あの衝撃は忘れられない。兵庫県立明石公園で、口に持っていこうとしたパンが一瞬で消えた。奪ったのはトビだ。聞けば、過去にはけがした人もいるという。園内で何かを食べるのは日常的な風景で、連休中は飲食が楽しめるイベントもある。対策はどうすればいいのだろうか。(森 信弘)
3月のよく晴れた日。昼食用に買ったパンを食べようと、明石公園に行き、石に座って袋からパンを出した。一口食べたかどうか。目の前で持っていたパンが後ろから近づいてきたトビに奪われた。一瞬何が起こったか分からず、ぼうぜんとした。見上げると、トビが何羽も旋回していた。
きっとほかにも被害は多いはず。5月に入って、県園芸・公園協会の明石公園管理課に尋ねた。すると、今春「子どもが興味本位でパンを掲げたところ奪われて泣いた」「食べ物を取ったトビが女性の口に当たった」などの事例があったと分かった。
トビは鋭い爪を持つ猛禽(もうきん)類で急降下してくる。昨春には、年配の男性が食べ物を取られて、手から出血したことがあったという。

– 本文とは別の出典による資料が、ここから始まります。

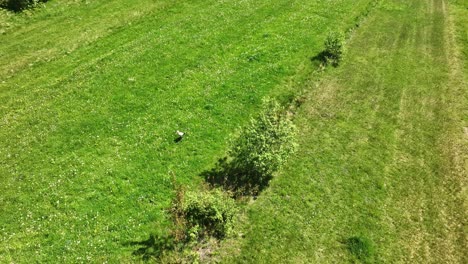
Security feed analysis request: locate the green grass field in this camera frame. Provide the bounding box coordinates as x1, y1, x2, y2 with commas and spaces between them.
220, 0, 468, 263
0, 0, 468, 263
0, 0, 369, 262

公園側はイベントの際に園内放送をしたり、主催者に放送を依頼したりして注意を呼びかけている。パンくずをやっている人がいるという報告があるといい「スタッフが巡回して見つけたら、注意しているのだが…」と苦慮する。
日本野鳥の会ひょうご幹事の長尾高明さん(67)は「トビはものすごく目がよく、死んだ生きものを探して食べる」としつつ「餌やりで、人間の食べ物を奪うことを覚えてしまったのだろう。餌付けに近い状態だ」と指摘する。
県立人と自然の博物館(三田市)の太田菜央研究員(34)は「餌やりをやめることのほか、食べ物を捨てないことも大事だ」とする。その上で「屋外で食べる場合は、後ろに壁などがある場所を選ぶか、目隠しにもなる傘を差すのも有効だ」と助言している。